5 08 2019
Kuantum Organizasyon
Bu yazı Dr. Gözde Mert ile ortaklaşa yazdığımız ve 22. 09.2019 tarihinde Journal of Social and Humanities Science Research’de yayınlanan Örgüt Çalışanlarında Kuantum Organizasyon Algısının Araştırılması adlı makalenin teorik kısmını teşkil etmektedir. Makalenin tamamına erişmek isteyen http://www.jshsr.org/Makaleler/1871973871_03_2019_6-39.ID1276.%20MERT&G%c3%9cNDO%c4%9eMU%c5%9e-%201734-1757.pdf linkini tıklayabilir.

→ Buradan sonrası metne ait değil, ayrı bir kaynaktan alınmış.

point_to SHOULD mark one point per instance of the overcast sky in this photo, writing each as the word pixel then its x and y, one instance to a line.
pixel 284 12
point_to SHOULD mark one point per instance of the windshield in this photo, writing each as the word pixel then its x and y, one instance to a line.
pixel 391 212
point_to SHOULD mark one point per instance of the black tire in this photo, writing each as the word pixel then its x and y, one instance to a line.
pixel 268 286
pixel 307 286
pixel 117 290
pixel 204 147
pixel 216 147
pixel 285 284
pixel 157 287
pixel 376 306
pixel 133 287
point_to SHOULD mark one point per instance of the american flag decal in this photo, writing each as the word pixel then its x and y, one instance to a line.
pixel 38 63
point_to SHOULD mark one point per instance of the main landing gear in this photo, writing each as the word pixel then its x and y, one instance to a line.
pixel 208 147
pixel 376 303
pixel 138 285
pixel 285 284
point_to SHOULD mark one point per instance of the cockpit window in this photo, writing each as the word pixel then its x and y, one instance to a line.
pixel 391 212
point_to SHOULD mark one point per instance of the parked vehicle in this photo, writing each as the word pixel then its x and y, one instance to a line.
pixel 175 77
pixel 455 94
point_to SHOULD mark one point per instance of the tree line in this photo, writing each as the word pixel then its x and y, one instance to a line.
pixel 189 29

Sınırsız, karmaşık ve dinamik bir özellik taşıyan yirmi birinci yüzyılın sorunları, aralarında sayısız bağlantıların bulunduğu birçok unsurdan oluşmaktadır ve sistemik olup birbirinden bağımsız olarak çözülemezler. Sınırsızdırlar; çözüldükçe başka bağlamlarda tekrar sorun olarak karşımıza çıkarlar ve çözülmeyi beklerler. Dinamiktirler; zaman içinde değişerek tekrar karşımıza çıkarlar ve yine çözülmeyi beklerler. Nihayet, karmaşıktırlar; aralarındaki çoklu ve sıkı bağlantılar nedeniyle birbirlerinden soyutlanarak çözülemedikleri için bütünsel, yani sistemik bir bakış açısı gerektirirler (Capra & Luisi, 2014: xi ve Dorst, 2018: 20 – 29).

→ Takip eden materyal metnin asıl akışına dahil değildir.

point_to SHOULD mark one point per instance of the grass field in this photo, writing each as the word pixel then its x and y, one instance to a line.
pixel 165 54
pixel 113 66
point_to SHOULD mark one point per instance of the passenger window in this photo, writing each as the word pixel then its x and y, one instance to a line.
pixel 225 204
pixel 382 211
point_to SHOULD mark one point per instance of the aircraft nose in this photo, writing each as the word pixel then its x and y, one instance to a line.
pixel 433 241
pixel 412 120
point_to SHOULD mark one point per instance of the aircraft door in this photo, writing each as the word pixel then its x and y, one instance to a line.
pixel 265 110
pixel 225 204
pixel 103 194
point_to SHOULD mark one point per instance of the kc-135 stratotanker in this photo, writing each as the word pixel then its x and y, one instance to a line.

Bu durum Albert Einstein’ın en çok alıntı yapılan, ama duruma göre farklı biçimlerde ifade edilen, aşağıda biraz değiştirilerek zenginleştirilen şu ünlü sözünü hatırlatır: Bir sorun, içinde ortaya çıktığı bağlamdan hareketle ya da ortaya çıktığında kullandığımız düşünce biçimiyle asla çözülemez (Zohar, 2018: 59 ve Dorst, 2018: 69). Zaten, bu ifadede bir döngüsellik, bir paradoks, hatta fraktal gizlidir: Dünya düşünce biçimimizle ilgilidir ve onu ancak bu düşünce biçimimizi değiştirerek değiştirebiliriz. Çünkü eğer sorun asli bağlamında çözülebilseydi, ortaya çıkmazdı. Düşünce biçimimizi değiştirmek ise Thomas Kuhn’un (1982) paradigma değişimi ya da kayması dediği şeydir. Kuhn’a göre bilim birikimsel bir süreç izlemez ve keşfe dayanır. “Keşif, bir ayrılığın farkına varılmasıyla başlar… Keşif süreci, bundan sonra aykırılığın baş gösterdiği alanın olabildiğince geniş şekilde taranmasıyla sürer. Bu sürecin son bulması, paradigma kuramına aykırı olan nesne bildik bir nesne haline gelene kadar değiştirilmesiyle mümkündür” (Kuhn, 1982: 75-76). Bu makalenin konusu olan kuantum kuramı, sistem düşüncesi, karmaşıklık ve kuantum organizasyondan, her biri, birer paradigma değişimine tekabül eder.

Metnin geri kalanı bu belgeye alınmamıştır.